Concerned by continuous rise in prices of pulses – both at the retail and wholesale markets, the central government adopted multi-pronged strategy to deal with the crisis which includes further imports and distributing ‘chana dal’ at subsidised prices, an official statement said.
“In order to ensure availability of pulses at reasonable prices, the National Consumer Cooperative Federation (NCCF) has been directed to start selling chana dal at Rs 60 per kg through its mobile outlets in Delhi,” said the food ministry statement.
NCCF is already selling ‘tur’ and ‘urad’ through its outlets at Rs 120 per kg, the statement said adding the decisions in this regard was taken in the meeting of Management Committee of Price Stabilisation Fund here.

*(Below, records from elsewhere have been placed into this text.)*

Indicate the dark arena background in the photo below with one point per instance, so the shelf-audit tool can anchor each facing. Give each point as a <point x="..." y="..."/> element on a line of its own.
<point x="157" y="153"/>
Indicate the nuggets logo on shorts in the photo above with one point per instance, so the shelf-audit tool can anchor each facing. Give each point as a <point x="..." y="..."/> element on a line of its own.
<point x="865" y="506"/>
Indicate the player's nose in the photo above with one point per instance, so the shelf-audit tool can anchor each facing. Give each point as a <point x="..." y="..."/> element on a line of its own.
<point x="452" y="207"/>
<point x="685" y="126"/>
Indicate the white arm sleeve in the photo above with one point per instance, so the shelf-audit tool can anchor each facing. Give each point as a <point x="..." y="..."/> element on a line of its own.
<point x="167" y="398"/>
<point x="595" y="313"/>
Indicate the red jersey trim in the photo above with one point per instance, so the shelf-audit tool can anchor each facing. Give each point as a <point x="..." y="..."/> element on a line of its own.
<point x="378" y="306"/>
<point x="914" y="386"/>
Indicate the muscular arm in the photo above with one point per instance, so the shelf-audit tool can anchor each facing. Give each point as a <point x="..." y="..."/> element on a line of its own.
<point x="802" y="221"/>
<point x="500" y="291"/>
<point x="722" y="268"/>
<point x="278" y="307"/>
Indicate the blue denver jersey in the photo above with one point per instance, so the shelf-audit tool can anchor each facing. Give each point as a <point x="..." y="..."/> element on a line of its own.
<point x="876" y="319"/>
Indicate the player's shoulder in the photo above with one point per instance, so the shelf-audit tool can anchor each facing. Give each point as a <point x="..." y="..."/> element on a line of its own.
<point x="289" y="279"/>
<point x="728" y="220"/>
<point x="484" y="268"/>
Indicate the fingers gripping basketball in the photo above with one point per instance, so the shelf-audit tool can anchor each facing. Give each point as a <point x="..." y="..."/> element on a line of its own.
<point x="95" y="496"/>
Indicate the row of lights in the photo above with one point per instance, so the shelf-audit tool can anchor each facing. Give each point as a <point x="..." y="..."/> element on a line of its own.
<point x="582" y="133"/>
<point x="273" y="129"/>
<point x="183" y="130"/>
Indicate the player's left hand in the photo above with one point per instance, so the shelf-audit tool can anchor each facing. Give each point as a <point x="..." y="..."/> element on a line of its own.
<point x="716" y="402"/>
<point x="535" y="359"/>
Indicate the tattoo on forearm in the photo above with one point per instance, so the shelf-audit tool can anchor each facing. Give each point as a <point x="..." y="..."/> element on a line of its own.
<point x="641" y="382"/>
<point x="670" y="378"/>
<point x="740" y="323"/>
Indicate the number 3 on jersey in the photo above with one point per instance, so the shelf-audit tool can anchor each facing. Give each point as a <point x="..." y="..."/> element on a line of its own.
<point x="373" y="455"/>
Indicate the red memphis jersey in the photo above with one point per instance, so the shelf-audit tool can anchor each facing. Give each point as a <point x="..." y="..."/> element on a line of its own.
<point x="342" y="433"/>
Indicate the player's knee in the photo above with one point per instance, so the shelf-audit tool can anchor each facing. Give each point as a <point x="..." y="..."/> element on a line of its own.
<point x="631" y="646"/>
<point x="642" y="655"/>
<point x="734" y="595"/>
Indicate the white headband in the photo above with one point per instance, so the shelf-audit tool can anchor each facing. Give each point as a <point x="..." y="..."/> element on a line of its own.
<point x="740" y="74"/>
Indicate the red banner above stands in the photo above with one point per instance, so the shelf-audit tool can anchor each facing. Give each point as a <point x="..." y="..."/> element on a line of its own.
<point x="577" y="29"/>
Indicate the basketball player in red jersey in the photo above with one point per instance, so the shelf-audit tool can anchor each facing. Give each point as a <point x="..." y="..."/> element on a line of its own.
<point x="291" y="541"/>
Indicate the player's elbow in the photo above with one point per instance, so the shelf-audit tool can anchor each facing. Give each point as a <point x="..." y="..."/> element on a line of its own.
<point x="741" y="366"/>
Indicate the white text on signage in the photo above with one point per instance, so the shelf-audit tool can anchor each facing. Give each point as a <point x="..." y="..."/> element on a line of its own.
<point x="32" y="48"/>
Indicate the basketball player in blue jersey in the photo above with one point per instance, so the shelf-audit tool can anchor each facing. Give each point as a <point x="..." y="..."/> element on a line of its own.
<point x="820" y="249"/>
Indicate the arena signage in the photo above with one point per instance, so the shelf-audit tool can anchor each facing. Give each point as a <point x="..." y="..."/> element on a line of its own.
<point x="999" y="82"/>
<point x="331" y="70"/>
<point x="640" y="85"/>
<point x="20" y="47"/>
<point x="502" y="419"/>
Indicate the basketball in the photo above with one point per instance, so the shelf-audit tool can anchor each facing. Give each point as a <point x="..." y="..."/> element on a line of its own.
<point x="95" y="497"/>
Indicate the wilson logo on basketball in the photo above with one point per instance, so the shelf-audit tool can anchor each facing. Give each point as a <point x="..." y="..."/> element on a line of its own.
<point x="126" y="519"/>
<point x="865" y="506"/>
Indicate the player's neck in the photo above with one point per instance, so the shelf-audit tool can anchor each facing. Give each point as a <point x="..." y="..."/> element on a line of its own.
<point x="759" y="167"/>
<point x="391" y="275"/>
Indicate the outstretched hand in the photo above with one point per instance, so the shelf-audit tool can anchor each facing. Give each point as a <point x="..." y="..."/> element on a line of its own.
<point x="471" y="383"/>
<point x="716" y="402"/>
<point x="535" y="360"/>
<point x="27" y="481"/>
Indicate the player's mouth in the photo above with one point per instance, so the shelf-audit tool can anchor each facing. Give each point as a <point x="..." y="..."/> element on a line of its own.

Chaired by Consumer Affairs Secretary Hem Pande, the meeting reviewed the import and procurement of pulses for buffer stock and allocation to the states for further distribution.
“The meeting decided to further tender import of 5,000 million tonnes chana and 2,500 million tonnes ‘masoor’. It also asked the Metals and Minerals Trading Corporation of India (MMTC) to order import of 2,500 million tonnes of masoor against its already contracted quantity,” the ministry said.
So far, MMTC has contracted import of 46,000 million tonnes of pulses and out of the same, 14,321 million tonnes have been delivered.
In addition, 68,000 million tonnes Rabi pulses and 51,000 million tonnes Kharif pulses have been procured. Procurement of pulses is expected to continue till July, it said.
The meeting also approved allocations of pulses from buffer stock to Chhattisgarh, Maharashtra, Bihar, Andhra Pradesh, Tamil Nadu, Telangana, Madhya Pradesh and Andaman & Nicobar, the statement said.
“Procurement of pulses by these states will give relief to the consumers in these states,” a source said.
The government decisions on Thursday follow as even after enhanced buffer stocks and actions in some parts against hoarders, there is no sign of respite from the escalating prices of pulses.
At the bulk purchase market in New Delhi and parts of northern India on Thursday, there have been reports of overall rise in prices of urad and chilka dal by about Rs 100 per quintal.
The wholesale price of gram and Kabuli gram also ended higher and advanced on average by Rs 200 per quintal on the backdrop of strong demand from retailers.
The demand for pulses in India is estimated at about 23.5 million tonnes as against an output of about 17.06 million tonnes in 2015-16 crop year (July-June). Last year’s domestic production stood at 17.15 million tonnes.
India is largest producer of pulses but also largest consumer and hence a very large importer too.